Other considerations for degraded samples include the depletion of rRNAs, or the enrichment of mRNAs, prior to library preparation (if applicable). For example, if input RNA is degraded, there is likely a better chance of success with an rRNA depletion workflow, when compared to an mRNA-enrichment workflow. “Many mRNA-enrichment strategies rely on an intact polyA-tail,” notes Cambria. “Degraded RNA samples are less likely to have intact transcripts, making this a less-than-ideal choice for enrichment.”
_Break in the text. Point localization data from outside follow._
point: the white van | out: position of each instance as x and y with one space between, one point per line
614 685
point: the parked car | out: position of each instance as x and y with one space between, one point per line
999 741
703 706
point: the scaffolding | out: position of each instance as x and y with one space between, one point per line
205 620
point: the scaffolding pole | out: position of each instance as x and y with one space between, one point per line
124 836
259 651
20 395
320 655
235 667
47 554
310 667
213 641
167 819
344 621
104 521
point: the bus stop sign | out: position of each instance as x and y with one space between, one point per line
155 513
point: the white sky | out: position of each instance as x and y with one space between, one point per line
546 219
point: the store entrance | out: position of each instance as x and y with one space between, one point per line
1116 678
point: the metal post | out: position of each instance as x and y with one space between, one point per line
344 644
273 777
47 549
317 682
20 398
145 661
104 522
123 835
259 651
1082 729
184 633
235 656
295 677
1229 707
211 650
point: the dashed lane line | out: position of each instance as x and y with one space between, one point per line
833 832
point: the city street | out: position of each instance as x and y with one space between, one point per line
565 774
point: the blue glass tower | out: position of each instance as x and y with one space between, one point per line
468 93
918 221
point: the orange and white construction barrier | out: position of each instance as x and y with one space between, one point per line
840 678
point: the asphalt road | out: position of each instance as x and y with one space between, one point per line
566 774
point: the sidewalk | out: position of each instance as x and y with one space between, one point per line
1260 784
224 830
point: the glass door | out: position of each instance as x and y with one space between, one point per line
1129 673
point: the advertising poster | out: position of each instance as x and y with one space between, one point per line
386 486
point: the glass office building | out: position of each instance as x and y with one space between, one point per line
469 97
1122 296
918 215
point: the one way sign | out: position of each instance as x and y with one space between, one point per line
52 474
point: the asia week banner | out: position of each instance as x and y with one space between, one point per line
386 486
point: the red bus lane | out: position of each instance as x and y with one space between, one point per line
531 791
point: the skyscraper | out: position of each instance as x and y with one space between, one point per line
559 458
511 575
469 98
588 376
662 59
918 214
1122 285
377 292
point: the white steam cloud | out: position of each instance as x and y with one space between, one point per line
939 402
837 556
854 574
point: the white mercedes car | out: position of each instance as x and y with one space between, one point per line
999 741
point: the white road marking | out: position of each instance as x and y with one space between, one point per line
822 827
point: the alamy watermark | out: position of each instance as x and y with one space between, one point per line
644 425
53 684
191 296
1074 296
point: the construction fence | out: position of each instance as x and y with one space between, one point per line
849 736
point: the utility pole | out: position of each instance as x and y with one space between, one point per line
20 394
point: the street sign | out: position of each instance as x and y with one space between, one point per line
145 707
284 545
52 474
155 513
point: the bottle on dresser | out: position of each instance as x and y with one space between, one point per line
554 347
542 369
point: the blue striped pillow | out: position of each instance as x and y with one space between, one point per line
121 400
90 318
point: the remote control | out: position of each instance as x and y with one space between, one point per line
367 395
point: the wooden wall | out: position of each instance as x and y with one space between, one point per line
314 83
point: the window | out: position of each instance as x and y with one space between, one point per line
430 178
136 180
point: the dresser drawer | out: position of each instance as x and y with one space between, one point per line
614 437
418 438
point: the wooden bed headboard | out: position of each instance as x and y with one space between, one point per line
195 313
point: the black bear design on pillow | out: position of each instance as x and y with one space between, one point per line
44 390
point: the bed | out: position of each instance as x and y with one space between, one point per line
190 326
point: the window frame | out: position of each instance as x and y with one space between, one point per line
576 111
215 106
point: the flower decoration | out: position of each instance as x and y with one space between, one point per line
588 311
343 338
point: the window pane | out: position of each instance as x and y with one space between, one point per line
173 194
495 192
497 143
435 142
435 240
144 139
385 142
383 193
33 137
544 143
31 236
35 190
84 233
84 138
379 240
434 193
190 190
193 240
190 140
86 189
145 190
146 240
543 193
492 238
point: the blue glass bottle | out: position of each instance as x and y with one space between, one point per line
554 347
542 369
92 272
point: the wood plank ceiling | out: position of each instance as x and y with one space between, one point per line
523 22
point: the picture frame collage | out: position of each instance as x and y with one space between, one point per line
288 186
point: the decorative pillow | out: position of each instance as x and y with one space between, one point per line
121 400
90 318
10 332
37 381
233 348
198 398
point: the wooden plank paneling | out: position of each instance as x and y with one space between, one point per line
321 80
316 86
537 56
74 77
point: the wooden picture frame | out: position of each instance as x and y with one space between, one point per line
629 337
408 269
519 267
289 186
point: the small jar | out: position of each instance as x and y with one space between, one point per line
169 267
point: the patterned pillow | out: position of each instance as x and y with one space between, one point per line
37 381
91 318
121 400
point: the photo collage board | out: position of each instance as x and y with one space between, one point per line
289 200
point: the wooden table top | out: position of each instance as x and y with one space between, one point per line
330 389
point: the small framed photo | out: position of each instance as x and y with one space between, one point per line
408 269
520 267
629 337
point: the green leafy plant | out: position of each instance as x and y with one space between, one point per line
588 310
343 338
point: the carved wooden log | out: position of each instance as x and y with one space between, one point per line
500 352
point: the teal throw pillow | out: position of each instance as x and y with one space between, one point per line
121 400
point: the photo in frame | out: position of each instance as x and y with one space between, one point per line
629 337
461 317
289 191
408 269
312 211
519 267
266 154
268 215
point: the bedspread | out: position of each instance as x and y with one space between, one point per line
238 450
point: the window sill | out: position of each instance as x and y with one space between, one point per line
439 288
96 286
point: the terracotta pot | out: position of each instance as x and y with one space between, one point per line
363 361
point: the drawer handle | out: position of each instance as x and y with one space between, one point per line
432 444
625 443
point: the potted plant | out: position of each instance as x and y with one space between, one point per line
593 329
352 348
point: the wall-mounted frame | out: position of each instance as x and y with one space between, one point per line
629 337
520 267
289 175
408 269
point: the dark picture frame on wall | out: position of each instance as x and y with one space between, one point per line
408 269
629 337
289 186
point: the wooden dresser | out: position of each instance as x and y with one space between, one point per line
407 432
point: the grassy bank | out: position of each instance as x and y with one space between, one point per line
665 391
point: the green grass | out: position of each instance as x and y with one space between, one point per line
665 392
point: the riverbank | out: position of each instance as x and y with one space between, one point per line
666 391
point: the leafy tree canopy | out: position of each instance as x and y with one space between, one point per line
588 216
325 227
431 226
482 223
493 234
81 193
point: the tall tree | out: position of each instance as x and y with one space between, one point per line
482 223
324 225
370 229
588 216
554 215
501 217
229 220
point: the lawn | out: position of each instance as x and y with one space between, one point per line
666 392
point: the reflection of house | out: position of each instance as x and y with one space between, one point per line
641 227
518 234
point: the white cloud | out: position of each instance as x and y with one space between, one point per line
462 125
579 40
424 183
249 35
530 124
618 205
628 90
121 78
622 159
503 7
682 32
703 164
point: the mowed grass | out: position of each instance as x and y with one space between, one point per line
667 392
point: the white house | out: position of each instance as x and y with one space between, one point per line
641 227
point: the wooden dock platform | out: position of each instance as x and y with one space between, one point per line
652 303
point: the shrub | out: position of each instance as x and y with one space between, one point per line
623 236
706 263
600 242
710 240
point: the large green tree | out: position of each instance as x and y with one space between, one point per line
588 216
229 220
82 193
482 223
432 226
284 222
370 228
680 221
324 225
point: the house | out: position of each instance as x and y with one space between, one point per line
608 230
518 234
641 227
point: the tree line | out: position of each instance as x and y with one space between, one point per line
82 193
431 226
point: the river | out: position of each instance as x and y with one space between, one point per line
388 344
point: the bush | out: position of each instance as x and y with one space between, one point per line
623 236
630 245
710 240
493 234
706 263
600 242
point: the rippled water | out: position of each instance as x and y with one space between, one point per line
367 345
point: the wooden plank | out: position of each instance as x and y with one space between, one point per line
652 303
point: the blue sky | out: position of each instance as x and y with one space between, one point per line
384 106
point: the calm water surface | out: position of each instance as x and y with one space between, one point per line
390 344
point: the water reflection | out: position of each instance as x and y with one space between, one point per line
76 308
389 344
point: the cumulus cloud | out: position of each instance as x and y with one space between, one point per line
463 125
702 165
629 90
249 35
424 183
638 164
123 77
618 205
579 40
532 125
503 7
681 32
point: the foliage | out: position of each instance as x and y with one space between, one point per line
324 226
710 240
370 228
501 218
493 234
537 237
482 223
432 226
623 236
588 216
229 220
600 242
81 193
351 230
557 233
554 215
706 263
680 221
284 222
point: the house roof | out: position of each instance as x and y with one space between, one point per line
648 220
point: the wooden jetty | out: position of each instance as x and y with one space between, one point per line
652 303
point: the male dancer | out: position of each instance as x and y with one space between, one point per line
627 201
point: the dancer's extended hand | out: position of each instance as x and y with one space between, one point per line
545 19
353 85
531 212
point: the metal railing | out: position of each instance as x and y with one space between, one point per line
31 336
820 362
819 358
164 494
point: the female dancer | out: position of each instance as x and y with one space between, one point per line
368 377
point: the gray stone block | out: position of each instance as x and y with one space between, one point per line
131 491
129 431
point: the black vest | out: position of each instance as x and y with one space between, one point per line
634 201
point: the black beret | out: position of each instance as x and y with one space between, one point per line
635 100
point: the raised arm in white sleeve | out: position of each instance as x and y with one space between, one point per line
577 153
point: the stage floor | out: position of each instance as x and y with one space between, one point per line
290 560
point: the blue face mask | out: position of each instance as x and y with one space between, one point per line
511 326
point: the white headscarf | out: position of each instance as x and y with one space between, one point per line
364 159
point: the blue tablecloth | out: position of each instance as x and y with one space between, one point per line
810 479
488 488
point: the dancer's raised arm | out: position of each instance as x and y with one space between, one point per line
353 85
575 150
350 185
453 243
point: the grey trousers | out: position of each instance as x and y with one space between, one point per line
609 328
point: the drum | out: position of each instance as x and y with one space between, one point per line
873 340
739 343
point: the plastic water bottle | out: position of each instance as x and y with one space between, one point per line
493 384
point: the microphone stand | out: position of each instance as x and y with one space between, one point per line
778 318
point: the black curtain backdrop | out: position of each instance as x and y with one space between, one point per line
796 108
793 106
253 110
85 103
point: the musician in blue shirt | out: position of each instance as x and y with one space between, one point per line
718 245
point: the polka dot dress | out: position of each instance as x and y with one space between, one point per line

Converting low-input samples from less stable RNA to more stable cDNA as soon as possible—even before ribosomal RNA (rRNA) depletion—can be advantageous. The traditional sample-handling steps involved in rRNA depletion may result in sample loss that can be significant when studying rare RNA. “If you choose a depletion strategy that removes cDNAs corresponding to rRNA after you have created a library, you stand a better chance of retaining small and rare transcripts, and RNA from limited or degraded samples, providing a truly more holistic view of the transcriptome,” says Steven Blakely, Director of Gene Expression Business and Life Science Research Software Strategy at Bio-Rad Laboratories.

Finally, it never hurts to seek advice from more experienced researchers, such as core NGS facilities at academic research institutions. “These core labs often serve as a great resource to better understand how RNA-seq can be leveraged for your specific experiment,” says Moghis. “By leaning on core labs, or commercial service providers for those that don’t have access to these labs in their institutions, new users can be expertly guided.”